More Inside The Numbers: Swing Batter Swing!

In 1950, MLB updated the official rule on the strike zone. It states :

“The Strike Zone is that space over home plate which is between the batter’s armpits and the top of his knees when he assumes his natural stance.”

Simply based on the eye test, this is a rule that is very loosely enforced and varies widely across the league; hence, the use of ”robots” being tested this upcoming season. If the strike zone were to be called properly, it would force players to swing at more pitches. Seeing fewer pitches would not equate to weaker numbers either. Tim Anderson, the 2019 league leader in batting average at .335, saw an average of 3.41 pitches per plate appearance. Pete Alonso, the league leader in home runs with 53, saw an average of 3.99 pitches per plate appearance.

On the flip side of those stats, Eugenio Suarez led the league in strikeouts with 189 and saw an average of 4.12 pitches per plate appearance. Rougned Odor had the lowest batting average of all qualified hitters at .205. He saw an average of 4.04 pitches per plate appearance.

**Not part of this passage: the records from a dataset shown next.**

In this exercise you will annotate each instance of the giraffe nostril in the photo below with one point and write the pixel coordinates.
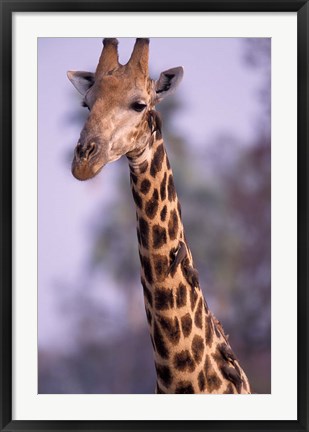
(85, 151)
(90, 150)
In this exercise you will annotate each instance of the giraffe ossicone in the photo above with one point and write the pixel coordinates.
(191, 351)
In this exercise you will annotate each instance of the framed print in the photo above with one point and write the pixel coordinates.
(153, 159)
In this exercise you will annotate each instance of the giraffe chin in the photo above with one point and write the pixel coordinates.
(85, 172)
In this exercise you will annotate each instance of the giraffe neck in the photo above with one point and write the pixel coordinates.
(191, 351)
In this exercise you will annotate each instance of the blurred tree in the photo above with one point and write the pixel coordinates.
(226, 212)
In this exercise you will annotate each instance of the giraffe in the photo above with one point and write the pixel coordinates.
(191, 351)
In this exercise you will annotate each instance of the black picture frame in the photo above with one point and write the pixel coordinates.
(7, 9)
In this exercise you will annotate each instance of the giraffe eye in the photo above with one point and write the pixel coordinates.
(137, 106)
(85, 105)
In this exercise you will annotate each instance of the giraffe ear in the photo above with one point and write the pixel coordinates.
(168, 82)
(82, 81)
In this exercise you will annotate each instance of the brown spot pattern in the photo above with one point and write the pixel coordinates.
(163, 213)
(160, 263)
(152, 205)
(197, 348)
(201, 381)
(163, 188)
(159, 236)
(159, 342)
(164, 374)
(147, 292)
(181, 295)
(183, 361)
(171, 188)
(156, 163)
(208, 330)
(198, 314)
(173, 225)
(186, 324)
(164, 298)
(171, 328)
(193, 298)
(145, 186)
(143, 232)
(213, 382)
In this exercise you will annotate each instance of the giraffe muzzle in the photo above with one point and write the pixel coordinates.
(86, 163)
(85, 152)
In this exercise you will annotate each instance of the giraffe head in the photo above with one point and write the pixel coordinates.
(121, 100)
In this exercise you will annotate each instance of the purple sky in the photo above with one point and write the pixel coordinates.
(218, 94)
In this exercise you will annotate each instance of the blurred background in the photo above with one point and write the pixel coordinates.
(92, 335)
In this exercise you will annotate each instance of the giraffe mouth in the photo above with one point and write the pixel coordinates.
(83, 170)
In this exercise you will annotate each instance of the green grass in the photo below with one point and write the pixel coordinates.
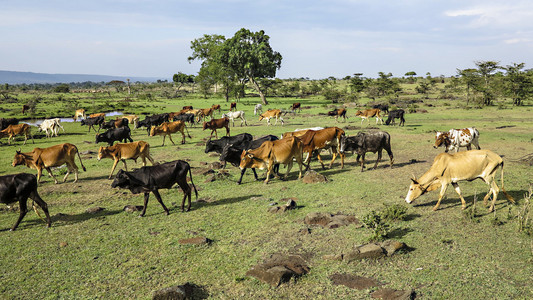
(117, 255)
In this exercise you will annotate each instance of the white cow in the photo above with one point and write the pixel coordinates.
(232, 115)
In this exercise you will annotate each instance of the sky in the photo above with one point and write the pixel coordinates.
(316, 39)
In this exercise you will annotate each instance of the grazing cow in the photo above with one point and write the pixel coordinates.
(152, 178)
(363, 142)
(13, 130)
(116, 134)
(6, 122)
(274, 113)
(296, 105)
(338, 112)
(316, 140)
(217, 124)
(46, 158)
(232, 115)
(20, 187)
(258, 109)
(25, 108)
(369, 113)
(170, 127)
(121, 152)
(456, 138)
(91, 122)
(232, 153)
(452, 168)
(219, 144)
(271, 153)
(396, 114)
(383, 107)
(80, 113)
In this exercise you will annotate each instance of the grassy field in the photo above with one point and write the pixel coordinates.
(117, 255)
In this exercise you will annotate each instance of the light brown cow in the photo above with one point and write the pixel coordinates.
(45, 158)
(18, 129)
(79, 113)
(327, 138)
(452, 168)
(271, 153)
(217, 124)
(369, 113)
(121, 152)
(274, 113)
(170, 127)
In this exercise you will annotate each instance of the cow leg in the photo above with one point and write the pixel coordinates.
(158, 197)
(23, 210)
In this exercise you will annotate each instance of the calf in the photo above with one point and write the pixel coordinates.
(217, 124)
(396, 114)
(46, 158)
(113, 135)
(152, 178)
(369, 113)
(20, 187)
(338, 112)
(13, 130)
(232, 115)
(121, 152)
(170, 127)
(363, 142)
(91, 122)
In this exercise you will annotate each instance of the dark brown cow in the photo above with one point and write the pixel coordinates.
(14, 130)
(217, 124)
(45, 158)
(316, 140)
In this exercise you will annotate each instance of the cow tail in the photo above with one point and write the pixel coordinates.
(81, 162)
(509, 197)
(190, 176)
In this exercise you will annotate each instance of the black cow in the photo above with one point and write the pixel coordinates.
(218, 145)
(20, 187)
(152, 178)
(4, 122)
(383, 107)
(232, 153)
(116, 134)
(153, 120)
(373, 141)
(91, 122)
(187, 118)
(396, 114)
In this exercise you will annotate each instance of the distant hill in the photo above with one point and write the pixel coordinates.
(13, 77)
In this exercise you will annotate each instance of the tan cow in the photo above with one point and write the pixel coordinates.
(274, 113)
(45, 158)
(170, 127)
(79, 113)
(271, 153)
(452, 168)
(121, 152)
(369, 113)
(327, 138)
(18, 129)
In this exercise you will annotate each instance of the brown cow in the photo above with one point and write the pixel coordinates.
(274, 113)
(369, 113)
(217, 124)
(18, 129)
(121, 152)
(316, 140)
(271, 153)
(45, 158)
(170, 127)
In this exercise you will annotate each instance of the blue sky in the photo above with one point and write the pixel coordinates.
(317, 39)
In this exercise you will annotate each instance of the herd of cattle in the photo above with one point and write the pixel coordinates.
(241, 150)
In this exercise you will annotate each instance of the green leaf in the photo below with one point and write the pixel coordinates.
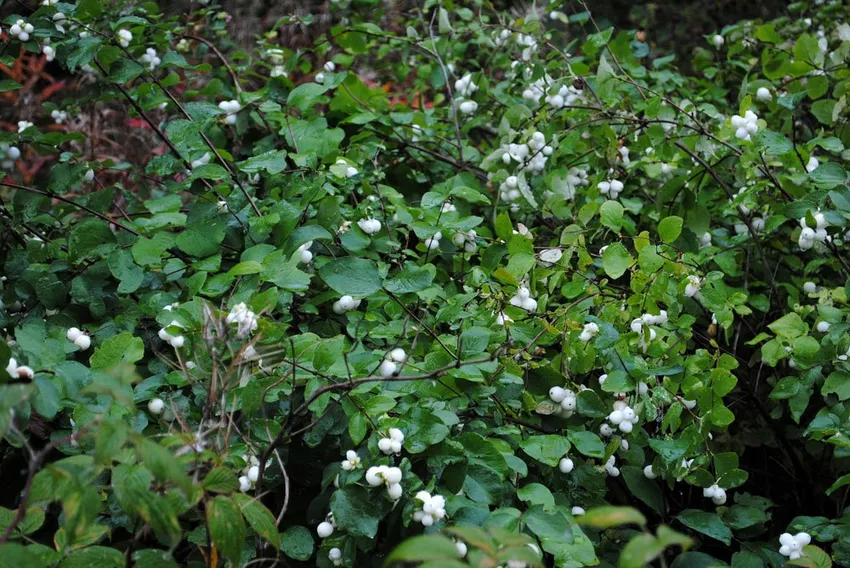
(297, 543)
(354, 276)
(305, 95)
(201, 238)
(839, 483)
(411, 279)
(424, 548)
(123, 268)
(616, 260)
(547, 449)
(100, 556)
(829, 175)
(790, 326)
(611, 214)
(640, 551)
(588, 444)
(220, 480)
(644, 489)
(227, 529)
(122, 348)
(837, 382)
(356, 512)
(260, 518)
(706, 523)
(607, 517)
(670, 228)
(273, 162)
(537, 494)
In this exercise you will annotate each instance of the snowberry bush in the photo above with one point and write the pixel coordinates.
(451, 287)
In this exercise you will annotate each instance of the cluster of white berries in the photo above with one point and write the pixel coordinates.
(326, 528)
(384, 475)
(565, 398)
(541, 152)
(588, 332)
(693, 286)
(466, 240)
(623, 416)
(21, 30)
(369, 226)
(509, 190)
(746, 125)
(78, 338)
(250, 475)
(535, 91)
(124, 37)
(48, 51)
(812, 164)
(245, 319)
(351, 461)
(202, 161)
(8, 155)
(393, 443)
(433, 508)
(716, 493)
(328, 67)
(176, 341)
(611, 467)
(433, 242)
(19, 371)
(231, 108)
(151, 59)
(345, 304)
(523, 299)
(532, 155)
(389, 367)
(566, 465)
(464, 88)
(304, 254)
(156, 406)
(808, 235)
(565, 96)
(792, 545)
(350, 171)
(610, 188)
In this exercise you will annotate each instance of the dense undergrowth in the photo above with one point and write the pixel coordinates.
(450, 287)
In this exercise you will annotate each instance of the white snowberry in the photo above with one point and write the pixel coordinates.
(566, 465)
(369, 226)
(792, 545)
(387, 368)
(324, 530)
(156, 406)
(588, 332)
(693, 286)
(83, 342)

The point is: good hitters will hit good pitching. The number of pitches seen has no correlation to success. By forcing batters to swing, the more the baseball would be put in to play, thereby increasing the action on the field. Raise the mound, call the strike zone as the rule states and we all will enjoy a faster-paced, more exciting game.


  1. This article tells it all. Any true baseball fan realizes that this guy makes sense. Can’t wait to read more by you, Sean. Keep up the good work. Will you be covering during the season? All teams or just Yankees?

  2. Thanks michoyank62. Glad you enjoyed the article. I’ll mostly be covering the Yankees, but I’ll also be covering general baseball topics.

  3. The irony here is that for all the ideas to speed up the game, there are already rules in place to do just that. Rule 8.04, when the bases are unoccupied the pitcher shall deliver the ball to the catcher in 12 seconds,or the umpire shall call “ball”.

    And rule 5.04b, the batter shall take his position in the batter’s box promptly when it is time to bat. The batter shall not leave his position in the batter’s box when the pitcher comes to a set position, or starts his wind up.

    The umpires need to start enforcement of the rules. They also need to stop players mugging for the camera. No more stepping out of the box and the box and wandering around. No more looking at the third base coach with a 1-1 count with nobody on base. No more fixing your batting gloves when you haven’t taken a swing. The fact MLB won’t enforce the existing rules tells me they aren’t serious about speeding up the game.